Yesterday I told one organizer that my kids might be able to attend, but dh was working and I had a consult followed by an interview (for an article about homeschooling) scheduled for that time, so as much as I would have liked to participate, it wasn’t realistic for me to be there. Then this afternoon, the person who had wanted the consultation had a sore throat and couldn’t talk, so we cancelled for this evening. What was really nice about this was it allowed me to go with the kids for the event, though I told them I’d still have to leave early to go to the interview and they could walk home themselves.
I didn’t know what to expect, but the event was very nicely done. It was a nice blend of memorial/somber and celebration/joy, and the kids were for the most part interested throughout the entire 2 hour presentation (the littles were a bit restless toward the end, but were great for the most part). I myself felt very emotional about the Yom Hazikaron part -I particularly as my children get older, I really feel how young the soldiers in the army actually are, just 18, and how many of them have died to protect their fellow Jews. And I think of their mothers, fathers, siblings, spouses…
The Yom Hazikaron section was followed by the Yom Haatzmaut section – it was very appropriate to organize the evening like this, which led to me to think about how appropriate it is to have the two days as national holidays in Israel one after the other. Honoring the sacrifices before celebrating what they sacrificed for.
At about 8:35, I realized that if I pushed off the interview for 10 or 15 minutes (until 9:10), I could stay with the kids for when they went on stage and then take them home. The only challenge was I didn’t have the number for the woman I was supposed to meet with me and couldn’t find a phone book in the building, and the only thing I could think of was to drive home, call her, and drive back (about a ten minute process). The challenge was that I didn’t know exactly when our family was supposed to get called up, and by leaving for ten minutes at that point, I wouldn’t be able to go up with the kids (though the kids had been planning to go on stage without me, we all preferred that I be with them).

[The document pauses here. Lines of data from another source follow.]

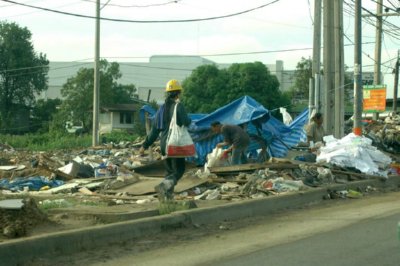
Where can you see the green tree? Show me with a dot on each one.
(203, 89)
(78, 94)
(209, 88)
(23, 73)
(42, 113)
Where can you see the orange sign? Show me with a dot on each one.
(374, 98)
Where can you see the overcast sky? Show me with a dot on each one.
(274, 30)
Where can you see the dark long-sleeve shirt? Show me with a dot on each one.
(182, 120)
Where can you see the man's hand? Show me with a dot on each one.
(225, 154)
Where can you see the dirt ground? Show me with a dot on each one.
(41, 216)
(191, 243)
(36, 218)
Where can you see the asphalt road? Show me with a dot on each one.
(369, 243)
(342, 232)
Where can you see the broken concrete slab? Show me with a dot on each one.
(11, 204)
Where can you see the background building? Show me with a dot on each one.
(148, 77)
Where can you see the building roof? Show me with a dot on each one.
(121, 107)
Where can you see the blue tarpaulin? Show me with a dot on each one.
(246, 111)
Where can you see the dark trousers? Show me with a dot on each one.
(175, 168)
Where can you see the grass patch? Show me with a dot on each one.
(48, 141)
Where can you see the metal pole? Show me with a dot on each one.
(378, 48)
(339, 70)
(316, 63)
(358, 104)
(96, 90)
(317, 93)
(396, 82)
(328, 66)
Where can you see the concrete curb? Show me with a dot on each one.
(68, 242)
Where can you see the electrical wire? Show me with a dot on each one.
(138, 6)
(142, 21)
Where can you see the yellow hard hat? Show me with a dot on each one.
(173, 85)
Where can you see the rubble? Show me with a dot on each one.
(115, 175)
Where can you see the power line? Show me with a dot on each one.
(139, 6)
(142, 21)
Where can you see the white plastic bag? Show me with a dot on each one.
(179, 142)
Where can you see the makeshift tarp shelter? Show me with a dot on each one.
(257, 121)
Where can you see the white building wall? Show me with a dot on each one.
(146, 76)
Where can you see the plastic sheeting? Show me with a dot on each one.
(354, 151)
(246, 111)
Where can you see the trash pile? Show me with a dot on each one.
(355, 151)
(385, 133)
(115, 174)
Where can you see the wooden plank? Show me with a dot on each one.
(251, 167)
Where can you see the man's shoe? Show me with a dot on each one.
(165, 190)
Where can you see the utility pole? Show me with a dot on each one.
(314, 101)
(396, 82)
(339, 69)
(328, 66)
(378, 48)
(358, 104)
(96, 89)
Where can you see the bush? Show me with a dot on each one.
(47, 141)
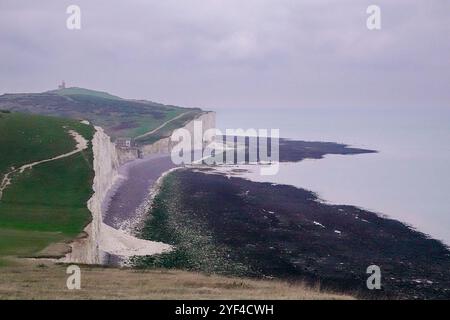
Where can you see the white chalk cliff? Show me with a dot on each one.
(98, 239)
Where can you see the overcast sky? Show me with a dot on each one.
(233, 53)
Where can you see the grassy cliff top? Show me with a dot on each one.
(121, 118)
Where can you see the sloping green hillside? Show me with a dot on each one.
(46, 203)
(121, 118)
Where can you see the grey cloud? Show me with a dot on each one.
(229, 53)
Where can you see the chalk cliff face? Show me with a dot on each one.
(86, 249)
(208, 120)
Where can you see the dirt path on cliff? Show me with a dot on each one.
(80, 146)
(161, 126)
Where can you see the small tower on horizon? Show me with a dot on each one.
(62, 85)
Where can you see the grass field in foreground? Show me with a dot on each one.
(28, 279)
(47, 203)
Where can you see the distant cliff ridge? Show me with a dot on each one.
(142, 120)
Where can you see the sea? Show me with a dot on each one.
(407, 180)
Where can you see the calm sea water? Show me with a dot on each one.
(409, 179)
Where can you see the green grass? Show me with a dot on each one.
(121, 118)
(48, 202)
(167, 130)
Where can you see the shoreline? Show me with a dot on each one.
(254, 230)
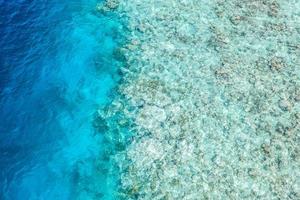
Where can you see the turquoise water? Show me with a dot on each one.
(57, 69)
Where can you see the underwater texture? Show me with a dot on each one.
(150, 99)
(212, 91)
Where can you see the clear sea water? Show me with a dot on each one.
(56, 69)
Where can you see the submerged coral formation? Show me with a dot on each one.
(211, 96)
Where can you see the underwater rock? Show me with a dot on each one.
(277, 63)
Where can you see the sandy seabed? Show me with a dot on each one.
(211, 90)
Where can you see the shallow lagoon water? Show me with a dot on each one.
(56, 69)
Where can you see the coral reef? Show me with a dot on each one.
(211, 90)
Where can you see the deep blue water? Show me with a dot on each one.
(56, 69)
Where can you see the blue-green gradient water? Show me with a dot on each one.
(56, 69)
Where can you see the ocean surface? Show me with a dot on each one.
(56, 70)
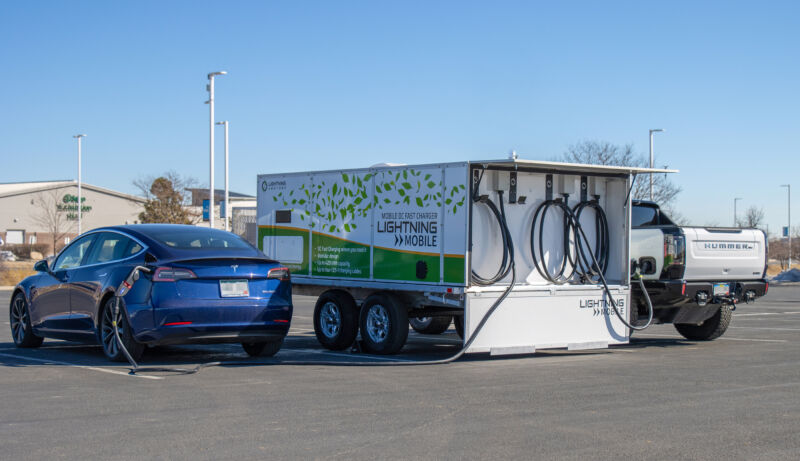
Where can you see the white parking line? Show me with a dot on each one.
(725, 339)
(75, 365)
(356, 356)
(765, 313)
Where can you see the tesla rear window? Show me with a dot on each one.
(199, 239)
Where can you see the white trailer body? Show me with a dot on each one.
(415, 232)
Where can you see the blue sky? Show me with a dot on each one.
(325, 85)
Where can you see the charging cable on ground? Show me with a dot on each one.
(602, 277)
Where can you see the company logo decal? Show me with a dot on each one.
(727, 246)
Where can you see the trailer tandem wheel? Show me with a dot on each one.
(335, 320)
(384, 324)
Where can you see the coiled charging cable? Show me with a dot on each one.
(559, 276)
(601, 240)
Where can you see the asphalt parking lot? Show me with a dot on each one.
(660, 397)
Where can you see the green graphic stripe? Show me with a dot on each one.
(264, 231)
(333, 257)
(401, 265)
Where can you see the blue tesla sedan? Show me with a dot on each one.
(203, 285)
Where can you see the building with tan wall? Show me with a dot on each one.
(46, 212)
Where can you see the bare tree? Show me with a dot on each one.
(753, 217)
(50, 217)
(167, 199)
(605, 153)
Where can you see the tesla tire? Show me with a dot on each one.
(20, 320)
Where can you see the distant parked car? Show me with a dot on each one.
(205, 285)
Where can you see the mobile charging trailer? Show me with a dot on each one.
(381, 244)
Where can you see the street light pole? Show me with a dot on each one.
(227, 209)
(80, 196)
(657, 130)
(789, 194)
(211, 197)
(735, 223)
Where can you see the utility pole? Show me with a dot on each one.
(227, 208)
(789, 194)
(211, 194)
(80, 195)
(657, 130)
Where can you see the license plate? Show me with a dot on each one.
(234, 288)
(721, 289)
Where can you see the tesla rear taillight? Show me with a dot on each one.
(280, 273)
(172, 274)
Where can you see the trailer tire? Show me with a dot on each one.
(430, 325)
(384, 324)
(710, 329)
(335, 320)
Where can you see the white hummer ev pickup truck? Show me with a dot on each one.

Just as I told the kids I had to leave, I suddenly heard them announce our name – I hadn’t expected to be the first ones called up for this portion of the evening! The reason they highlight this is an encouragement to the families making this choice, as well as to the families here to see that people are making this move. I was especially glad we agreed to be there, since we ended up being the only family moving to Israel who was able to participate – usually there are a number of families who participate in this part of the program, but this year, everyone else either wasn’t available, was uncomfortable being on stage, or isn’t yet ready to be public about their plans to move.
So it worked out perfectly: we were introduced, went on stage, lit a candle, and then zipped out to the van. While the kids strapped in, I called the woman to tell her I’d be ten minutes late (I forgot that I had asked one of the kids to bring the local phone list to the van right before we left home – had I remembered, I would have spared myself some mental pressure), and then dropped the kids off at home before zooming off to my appointment. (And with all of my worrying about being late, I made it there just 4 minutes after our originally scheduled time.)
We had scheduled from 9 – 10 pm to talk, but I ended up being there until 11:20; it was very comfortable chatting with her. You never know how people perceive you so it will be interesting to see the article when the magazine comes out (it should be in the next three weeks, before the conference).